The Use of Multi-Level Potential Field Data in Regional, Geophysical Modelling
Jörg Ebbing1, Reynir F. Reynisson2, and Jan Reidar Skilbrei1
1Geological Survey of Norway, Trondheim, Norway
2Petroleum Engineering and Applied Geophysics, NTNU, Trondheim, Norway
Modeling of potential field data suffers from the ambiguity problem and constraining data are needed to minimize the uncertainty of forward and inverse models. Useful information which can limit the uncertainties is contained in the frequency content of the potential field data. Routinely, wavelength filtering and methods like power-spectrum estimates have been used in the past in interpretation of potential field data. However, shallow geological structures often are not limited to a certain wavelength and overlap in their characteristic wavelength with deeper-seated anomalies (e.g. cratonic basins).

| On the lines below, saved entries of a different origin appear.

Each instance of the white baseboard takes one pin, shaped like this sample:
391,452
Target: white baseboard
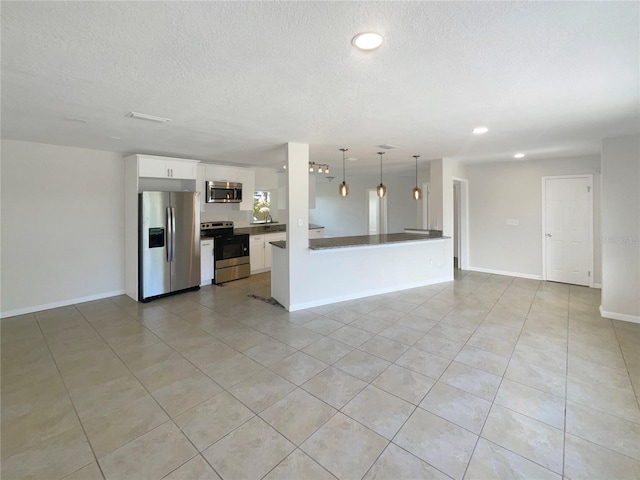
620,316
368,293
63,303
507,274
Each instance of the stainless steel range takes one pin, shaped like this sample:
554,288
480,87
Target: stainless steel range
230,251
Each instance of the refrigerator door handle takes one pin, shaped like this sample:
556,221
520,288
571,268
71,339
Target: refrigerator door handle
173,234
169,233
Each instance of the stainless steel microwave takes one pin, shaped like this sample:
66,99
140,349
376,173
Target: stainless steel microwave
223,192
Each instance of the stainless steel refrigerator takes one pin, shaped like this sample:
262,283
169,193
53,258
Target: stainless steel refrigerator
169,243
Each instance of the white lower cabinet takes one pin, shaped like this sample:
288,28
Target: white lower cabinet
256,253
261,250
272,237
206,262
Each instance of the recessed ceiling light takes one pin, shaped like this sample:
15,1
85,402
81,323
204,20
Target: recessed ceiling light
367,41
146,116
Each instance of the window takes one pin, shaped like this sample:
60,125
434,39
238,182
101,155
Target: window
261,204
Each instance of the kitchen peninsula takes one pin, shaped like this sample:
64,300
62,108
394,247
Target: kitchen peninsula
337,269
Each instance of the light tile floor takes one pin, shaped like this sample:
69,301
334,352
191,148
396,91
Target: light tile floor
485,377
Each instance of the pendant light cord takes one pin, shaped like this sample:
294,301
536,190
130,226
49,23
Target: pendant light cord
343,174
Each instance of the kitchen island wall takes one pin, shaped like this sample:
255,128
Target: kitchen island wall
62,226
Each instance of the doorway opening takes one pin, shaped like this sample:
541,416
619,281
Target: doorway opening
460,224
567,229
377,218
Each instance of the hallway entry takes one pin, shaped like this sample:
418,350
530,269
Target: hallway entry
568,229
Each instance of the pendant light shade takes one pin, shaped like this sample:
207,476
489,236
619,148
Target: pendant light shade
417,193
381,190
343,189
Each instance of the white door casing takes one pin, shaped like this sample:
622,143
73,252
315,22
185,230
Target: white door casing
377,213
567,229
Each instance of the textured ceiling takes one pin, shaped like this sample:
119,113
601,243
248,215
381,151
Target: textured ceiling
239,79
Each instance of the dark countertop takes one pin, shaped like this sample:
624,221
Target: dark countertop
366,240
268,228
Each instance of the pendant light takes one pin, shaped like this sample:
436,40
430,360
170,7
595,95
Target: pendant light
417,193
382,190
343,188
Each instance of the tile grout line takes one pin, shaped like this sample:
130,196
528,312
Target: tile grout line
86,437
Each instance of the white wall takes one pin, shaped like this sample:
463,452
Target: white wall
513,190
346,216
62,226
621,228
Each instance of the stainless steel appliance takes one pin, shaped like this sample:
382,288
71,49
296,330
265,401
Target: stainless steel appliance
223,192
230,251
169,243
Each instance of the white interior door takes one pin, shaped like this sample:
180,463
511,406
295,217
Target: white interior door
377,220
568,240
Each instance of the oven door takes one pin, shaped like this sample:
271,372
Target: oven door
231,250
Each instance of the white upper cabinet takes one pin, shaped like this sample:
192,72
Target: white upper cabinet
226,173
167,167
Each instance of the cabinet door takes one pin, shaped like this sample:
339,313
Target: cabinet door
152,167
221,173
182,170
316,233
200,186
256,252
272,237
206,262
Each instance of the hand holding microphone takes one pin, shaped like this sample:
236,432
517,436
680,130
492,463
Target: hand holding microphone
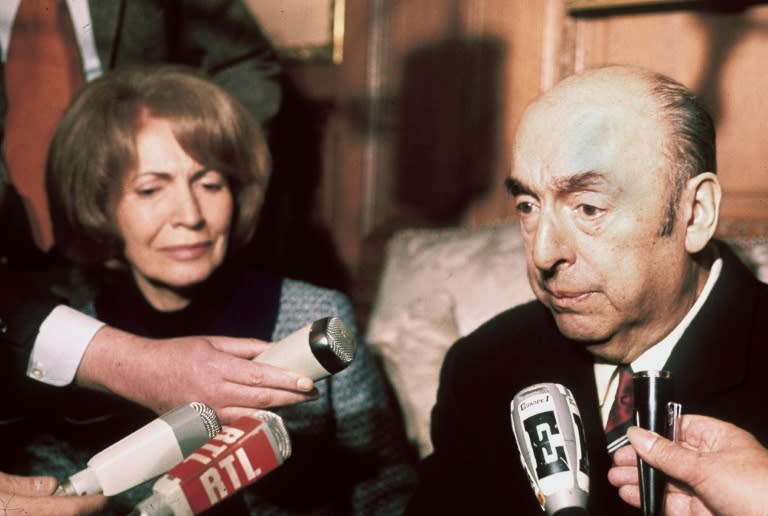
553,449
146,453
317,350
238,456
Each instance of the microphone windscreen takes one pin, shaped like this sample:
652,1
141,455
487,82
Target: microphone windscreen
317,350
146,453
238,456
553,450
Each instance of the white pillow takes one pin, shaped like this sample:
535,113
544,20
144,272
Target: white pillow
482,268
438,285
412,348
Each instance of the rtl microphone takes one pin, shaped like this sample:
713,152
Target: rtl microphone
652,393
553,448
146,453
317,350
238,456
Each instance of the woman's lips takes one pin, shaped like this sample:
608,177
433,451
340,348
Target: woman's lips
186,252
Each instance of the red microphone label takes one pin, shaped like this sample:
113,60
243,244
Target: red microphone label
237,456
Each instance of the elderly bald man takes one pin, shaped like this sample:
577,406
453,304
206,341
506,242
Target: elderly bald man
614,182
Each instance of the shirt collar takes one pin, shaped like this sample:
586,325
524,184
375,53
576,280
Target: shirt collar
654,358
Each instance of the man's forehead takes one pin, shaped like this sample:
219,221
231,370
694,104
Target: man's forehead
565,135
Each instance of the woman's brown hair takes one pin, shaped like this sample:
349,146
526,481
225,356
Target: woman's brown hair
94,146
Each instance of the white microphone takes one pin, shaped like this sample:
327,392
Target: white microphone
238,456
317,350
553,449
146,453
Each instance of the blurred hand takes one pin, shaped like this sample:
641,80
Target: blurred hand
717,468
32,496
163,374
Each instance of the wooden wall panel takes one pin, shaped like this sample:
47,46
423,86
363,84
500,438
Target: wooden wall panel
721,57
430,94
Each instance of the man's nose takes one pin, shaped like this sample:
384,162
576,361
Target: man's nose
551,245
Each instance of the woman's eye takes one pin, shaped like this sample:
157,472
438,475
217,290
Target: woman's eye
145,192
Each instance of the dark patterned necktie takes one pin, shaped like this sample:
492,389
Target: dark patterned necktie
621,416
43,71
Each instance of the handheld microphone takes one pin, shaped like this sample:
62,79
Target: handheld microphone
317,350
652,392
146,453
553,448
238,456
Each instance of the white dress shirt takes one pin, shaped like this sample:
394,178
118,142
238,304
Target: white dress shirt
65,334
81,19
606,375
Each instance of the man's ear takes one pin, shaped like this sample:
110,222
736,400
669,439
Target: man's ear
703,202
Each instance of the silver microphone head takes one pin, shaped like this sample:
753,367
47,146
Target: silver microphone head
278,434
208,417
332,343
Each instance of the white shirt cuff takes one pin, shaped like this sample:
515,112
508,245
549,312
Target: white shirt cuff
60,345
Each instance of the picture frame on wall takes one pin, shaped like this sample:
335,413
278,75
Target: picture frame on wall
594,5
303,30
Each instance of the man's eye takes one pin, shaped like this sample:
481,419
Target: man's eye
524,207
213,187
589,210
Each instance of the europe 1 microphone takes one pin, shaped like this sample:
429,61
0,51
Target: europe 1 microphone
146,453
553,450
317,350
238,456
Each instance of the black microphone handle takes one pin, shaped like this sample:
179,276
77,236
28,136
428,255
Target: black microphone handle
652,391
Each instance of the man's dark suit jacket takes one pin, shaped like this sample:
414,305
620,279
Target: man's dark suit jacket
718,368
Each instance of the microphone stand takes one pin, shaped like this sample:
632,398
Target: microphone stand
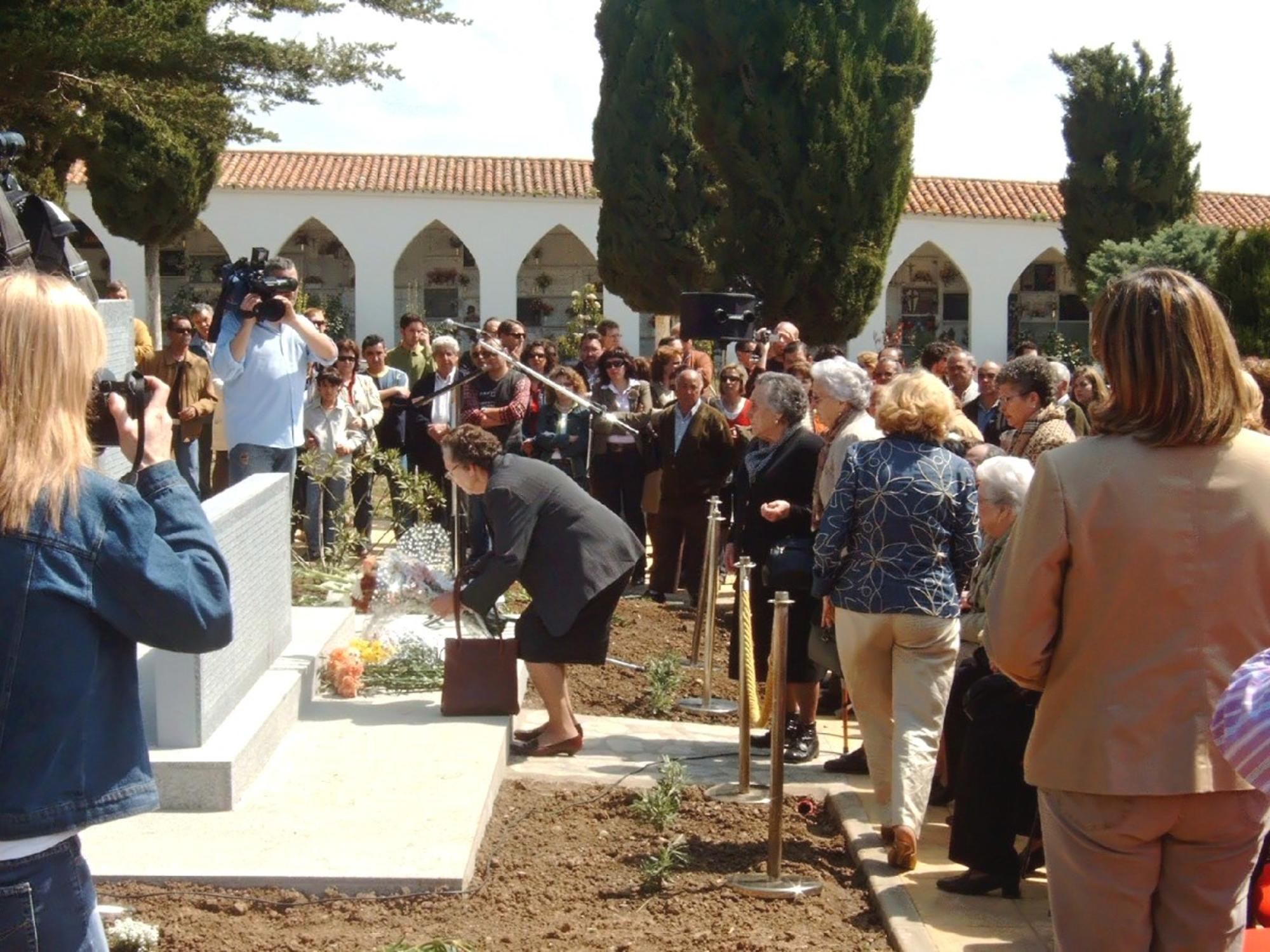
596,409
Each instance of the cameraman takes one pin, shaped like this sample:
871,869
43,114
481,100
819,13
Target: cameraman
90,568
265,366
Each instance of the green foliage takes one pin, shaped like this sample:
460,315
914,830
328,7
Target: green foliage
313,583
658,869
661,196
67,64
586,310
150,177
1243,282
1131,162
1184,246
665,682
807,114
661,805
1056,347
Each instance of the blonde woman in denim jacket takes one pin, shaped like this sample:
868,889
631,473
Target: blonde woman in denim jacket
90,568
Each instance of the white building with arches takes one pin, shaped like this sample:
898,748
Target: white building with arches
457,237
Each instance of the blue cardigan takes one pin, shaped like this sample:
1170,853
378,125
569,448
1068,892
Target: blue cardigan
901,532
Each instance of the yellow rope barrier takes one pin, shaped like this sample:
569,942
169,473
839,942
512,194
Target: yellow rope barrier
760,714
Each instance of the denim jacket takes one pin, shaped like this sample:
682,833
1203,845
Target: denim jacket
901,534
129,565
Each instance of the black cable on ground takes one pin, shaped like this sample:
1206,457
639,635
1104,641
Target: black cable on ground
417,894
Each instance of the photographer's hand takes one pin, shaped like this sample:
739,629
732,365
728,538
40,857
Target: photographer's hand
158,426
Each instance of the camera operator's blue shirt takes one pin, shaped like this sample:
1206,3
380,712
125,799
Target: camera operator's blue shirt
265,394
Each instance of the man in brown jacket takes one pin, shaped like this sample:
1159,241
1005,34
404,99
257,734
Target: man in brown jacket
694,442
191,402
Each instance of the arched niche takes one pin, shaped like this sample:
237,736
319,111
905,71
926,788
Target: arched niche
190,270
557,266
928,299
328,275
1046,301
438,277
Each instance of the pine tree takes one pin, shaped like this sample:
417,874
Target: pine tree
660,196
149,180
1131,162
1243,284
807,114
64,64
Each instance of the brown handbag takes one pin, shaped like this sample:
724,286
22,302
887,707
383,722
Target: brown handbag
481,677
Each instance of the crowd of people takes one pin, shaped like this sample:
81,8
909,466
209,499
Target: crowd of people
1036,579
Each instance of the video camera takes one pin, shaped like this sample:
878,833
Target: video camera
34,234
247,277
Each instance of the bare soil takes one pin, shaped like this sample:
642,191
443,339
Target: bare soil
645,630
559,870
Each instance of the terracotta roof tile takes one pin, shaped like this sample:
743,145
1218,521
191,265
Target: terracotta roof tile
572,178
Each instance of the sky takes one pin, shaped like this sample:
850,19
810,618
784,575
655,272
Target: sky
523,81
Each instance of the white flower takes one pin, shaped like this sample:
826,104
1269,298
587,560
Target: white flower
133,936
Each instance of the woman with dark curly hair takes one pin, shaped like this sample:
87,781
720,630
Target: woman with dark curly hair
571,554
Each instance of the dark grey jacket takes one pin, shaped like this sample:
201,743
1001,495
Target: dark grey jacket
561,544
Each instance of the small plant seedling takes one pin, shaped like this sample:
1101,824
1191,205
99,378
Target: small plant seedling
660,868
665,682
661,805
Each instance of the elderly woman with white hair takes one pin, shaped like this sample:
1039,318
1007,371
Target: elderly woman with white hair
990,718
840,397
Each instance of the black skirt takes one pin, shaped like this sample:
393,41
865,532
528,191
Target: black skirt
587,639
805,611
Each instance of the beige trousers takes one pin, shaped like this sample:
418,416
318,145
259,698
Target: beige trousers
899,670
1166,874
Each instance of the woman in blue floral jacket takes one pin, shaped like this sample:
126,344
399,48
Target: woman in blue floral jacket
896,546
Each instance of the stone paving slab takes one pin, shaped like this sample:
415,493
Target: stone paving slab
365,795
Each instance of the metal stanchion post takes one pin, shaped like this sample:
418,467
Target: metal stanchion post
707,597
709,579
772,884
744,791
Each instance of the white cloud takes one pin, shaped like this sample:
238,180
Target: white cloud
523,81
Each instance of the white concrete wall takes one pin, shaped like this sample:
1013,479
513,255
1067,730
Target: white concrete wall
501,232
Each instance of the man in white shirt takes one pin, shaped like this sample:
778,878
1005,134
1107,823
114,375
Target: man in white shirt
429,423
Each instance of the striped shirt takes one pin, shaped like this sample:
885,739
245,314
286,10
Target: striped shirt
1241,723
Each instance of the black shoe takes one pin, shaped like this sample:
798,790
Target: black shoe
940,795
855,764
805,746
976,884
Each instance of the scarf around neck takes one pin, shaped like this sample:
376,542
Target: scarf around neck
761,453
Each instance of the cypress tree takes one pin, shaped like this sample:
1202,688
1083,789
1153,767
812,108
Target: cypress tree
149,180
660,196
807,114
1243,284
1131,162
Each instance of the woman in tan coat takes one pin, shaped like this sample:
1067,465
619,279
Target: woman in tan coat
1133,587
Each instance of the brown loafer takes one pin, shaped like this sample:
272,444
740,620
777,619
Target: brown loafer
904,850
531,748
535,733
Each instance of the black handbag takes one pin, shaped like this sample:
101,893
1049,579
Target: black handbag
789,565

The availability of data sets at different levels, e.g. ground data, ship borne data, airborne data and satellite data, allows nowadays modeling simultaneously potential fields from different heights, and overcomes therewith the necessity of wavelength-filtering. Models can be tested immediately against their response in multi-level data-sets, which increases the uncertainty of the solutions. Especially, in inversion of potential field data the use of different observation levels minimizes the uncertainty in the analysis of sources superposed from different depth. We present key examples of multi-level modeling of the magnetic field and gravity field for the Oslo Graben, Barents Sea and mid-Norwegian margin, where multi-level data sets have been used to model crustal intrusives and crustal structure underlying sedimentary basins.